When was the last time I had such a dream? I have no idea because lately I'm not sleeping and most of my dreams are about running late to a final for a class that I've registered for but have NEVER attended. Those dreams absolutely suck! But back to the topic at hand. I can't remember the last time I had such a dream, but I know that I have had them in the 11 years that I've been married to David. Here is the question that is weighing on my mind. Why is it okay to admit that you've had a dream where you're not with your significant other but it's NOT okay to admit that you've had thoughts wondering what it's like to not be with your significant other?
I ask this because there is someone that I work with that has had extra-marital affairs. It happens because this person doesn't get the "sexy business" at home on a regular basis. Regular basis meaning at least once a month. How do I know this? Because the topic came up one night as all of us (about 7 of us) went out for a drink after work.

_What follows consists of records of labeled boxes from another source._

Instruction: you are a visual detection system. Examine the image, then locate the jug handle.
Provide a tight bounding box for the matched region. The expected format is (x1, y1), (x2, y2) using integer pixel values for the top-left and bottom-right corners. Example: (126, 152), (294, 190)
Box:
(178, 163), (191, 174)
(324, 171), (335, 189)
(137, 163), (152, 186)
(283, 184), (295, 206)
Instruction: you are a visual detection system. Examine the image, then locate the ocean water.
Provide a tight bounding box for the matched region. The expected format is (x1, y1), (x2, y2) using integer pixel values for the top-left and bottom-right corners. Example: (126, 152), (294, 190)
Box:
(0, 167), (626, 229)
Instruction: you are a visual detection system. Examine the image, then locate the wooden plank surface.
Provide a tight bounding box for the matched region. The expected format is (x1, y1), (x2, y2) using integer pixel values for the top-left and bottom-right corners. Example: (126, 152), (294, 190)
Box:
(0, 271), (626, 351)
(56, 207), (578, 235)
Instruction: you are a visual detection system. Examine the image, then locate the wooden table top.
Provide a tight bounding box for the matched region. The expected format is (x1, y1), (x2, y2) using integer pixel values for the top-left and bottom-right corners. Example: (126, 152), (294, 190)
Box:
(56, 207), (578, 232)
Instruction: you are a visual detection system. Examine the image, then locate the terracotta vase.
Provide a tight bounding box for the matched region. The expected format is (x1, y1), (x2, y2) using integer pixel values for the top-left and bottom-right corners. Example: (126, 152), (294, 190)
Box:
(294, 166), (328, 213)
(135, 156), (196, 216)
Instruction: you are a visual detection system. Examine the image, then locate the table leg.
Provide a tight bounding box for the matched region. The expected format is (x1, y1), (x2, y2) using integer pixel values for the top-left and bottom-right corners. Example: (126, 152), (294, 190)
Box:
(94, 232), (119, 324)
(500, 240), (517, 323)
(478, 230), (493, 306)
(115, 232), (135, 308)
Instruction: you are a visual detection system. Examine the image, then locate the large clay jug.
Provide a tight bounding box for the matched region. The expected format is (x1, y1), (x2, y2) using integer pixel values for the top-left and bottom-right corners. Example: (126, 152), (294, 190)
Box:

So co-worker, M, has had 2 extra marital affairs and another co-worker admitted to thinking about what it was like to have an extra marital affair. They'll probably never hook up because they're both the same gender. The topic of conversation came up during an "I never" game (I never . . . you fill in the blank . . .). I believe the I never was something like, "I never have dreams having 'sexy business' with my significant other." or "I have never cheated on my siginficant other."
I realize that actually having an extra-marital affair is wrong, but is thinking about it just as wrong and why? The co-worker who admitted to thinking about what it was like to have an affair was blasted the same way as the co-worker who actually had a couple was. It was interesting to see and drove the point home that (1) you don't actually share this type of information with co-workers and (2) chances are everyone has deviant thoughts to some degree but you should keep those thoughts to yourself.



I think it's like saying that you want to kill your boss. It's not like nobody else has ever felt that way before, but that they feel morally obligated to dissuade you from doing it.
Posted by: Asianmommy.com | August 19, 2008 at 12:57 PM
Normal. Absolutely normal to have thought about it. It's as normal as wanting to kill someone by running them over with your car, but you don't do it. We all know killing is wrong, having an extra-martial affair is wrong, and yet we don't see it in the same degree. Cheating is taboo - not something people often joke about. Thinking or saying we are going to kill someone, on the other hand, is used too loosely so we don't always take it literally. Now if the person consistently has these extra-marital thoughts, then it's likely due to something that their marriage lacks. In most cases, people with these thoughts don't cheat either. Very natural.